Republicans looking at similar polls know that. If the pay equity bill is a model, they'll seek to blunt the entire Democratic economic agenda not by dismissing its intent, but by trying to undercut Obama's credentials and by challenging the likely impact.
Recently, in a pre-emptive move, Republicans drew attention to a report saying said that White House female employees are paid less, on average, than men who work there.
At the same time, in a symbolic moment, the party sought to counter any implication that it is uncaring about the economic fate of women. "You know, Republicans believe in equal pay for equal work," said Sen. Deb Fischer, R-Neb. She spoke at a weekly event in the Capitol where it is customary for only male senators to appear.
Rather than play defense, Republicans would prefer to spend their time maximizing turnout by their own supporters, critics of the health care law in particular.
"Voters who say a candidate's position on the law will be a greater factor in determining how they vote are more opposed to the law," Republican pollster Bill McInturff wrote several weeks ago. More recently, a Pew survey reported that 60 percent of voters who oppose the health care law said a candidate's stance on it will be very important to their vote. Only 48 percent of voters who support the law felt the same way.

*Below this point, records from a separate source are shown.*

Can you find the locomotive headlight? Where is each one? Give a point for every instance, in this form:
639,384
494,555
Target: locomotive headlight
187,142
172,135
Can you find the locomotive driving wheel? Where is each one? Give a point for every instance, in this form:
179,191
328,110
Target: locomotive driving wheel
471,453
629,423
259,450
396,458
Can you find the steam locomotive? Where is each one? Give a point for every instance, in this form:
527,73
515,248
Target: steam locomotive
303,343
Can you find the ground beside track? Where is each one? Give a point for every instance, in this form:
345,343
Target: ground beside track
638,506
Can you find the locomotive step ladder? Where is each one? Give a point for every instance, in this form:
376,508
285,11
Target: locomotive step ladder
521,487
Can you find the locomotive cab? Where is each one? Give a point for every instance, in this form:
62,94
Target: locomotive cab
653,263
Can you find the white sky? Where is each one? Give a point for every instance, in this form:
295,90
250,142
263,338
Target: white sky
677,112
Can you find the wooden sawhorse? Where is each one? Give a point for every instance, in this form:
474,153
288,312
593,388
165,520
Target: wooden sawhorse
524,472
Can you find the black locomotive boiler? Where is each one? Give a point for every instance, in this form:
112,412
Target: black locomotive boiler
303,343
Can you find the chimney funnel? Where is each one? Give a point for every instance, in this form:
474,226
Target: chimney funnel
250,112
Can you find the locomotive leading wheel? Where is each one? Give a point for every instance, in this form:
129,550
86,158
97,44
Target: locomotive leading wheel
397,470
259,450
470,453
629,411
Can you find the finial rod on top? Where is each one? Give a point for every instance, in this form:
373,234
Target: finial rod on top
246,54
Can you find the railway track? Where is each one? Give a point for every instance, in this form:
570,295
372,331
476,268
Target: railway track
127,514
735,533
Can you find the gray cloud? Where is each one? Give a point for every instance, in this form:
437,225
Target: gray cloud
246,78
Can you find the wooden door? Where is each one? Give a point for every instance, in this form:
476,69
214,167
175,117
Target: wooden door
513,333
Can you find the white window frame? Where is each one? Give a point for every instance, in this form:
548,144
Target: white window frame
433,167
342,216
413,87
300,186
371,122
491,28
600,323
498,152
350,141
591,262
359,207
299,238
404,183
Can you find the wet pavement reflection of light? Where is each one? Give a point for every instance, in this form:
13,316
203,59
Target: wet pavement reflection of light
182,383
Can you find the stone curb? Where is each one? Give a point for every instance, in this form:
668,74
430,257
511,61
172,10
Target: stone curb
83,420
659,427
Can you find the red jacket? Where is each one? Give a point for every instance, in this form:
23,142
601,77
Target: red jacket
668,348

Not surprisingly, voters who overwhelmingly oppose "Obamacare" tend to be Republicans. Pew reported that 64 percent of Republicans said a candidate's position on health care will be "very important" to their votes, and 52 percent of Democrats said the same.
Like Republicans when it comes to pay equity, Democrats work to soften the political impact by stressing the benefits of the health care law such as guaranteed coverage for pre-existing medical conditions, and highlighting changes they would like to see.
And they question the Republicans' focus.
"Don't we have anything else to do?" asked California Democratic Rep. Henry Waxman, on the 50th anti-Obamacare vote Republicans have held since 2011.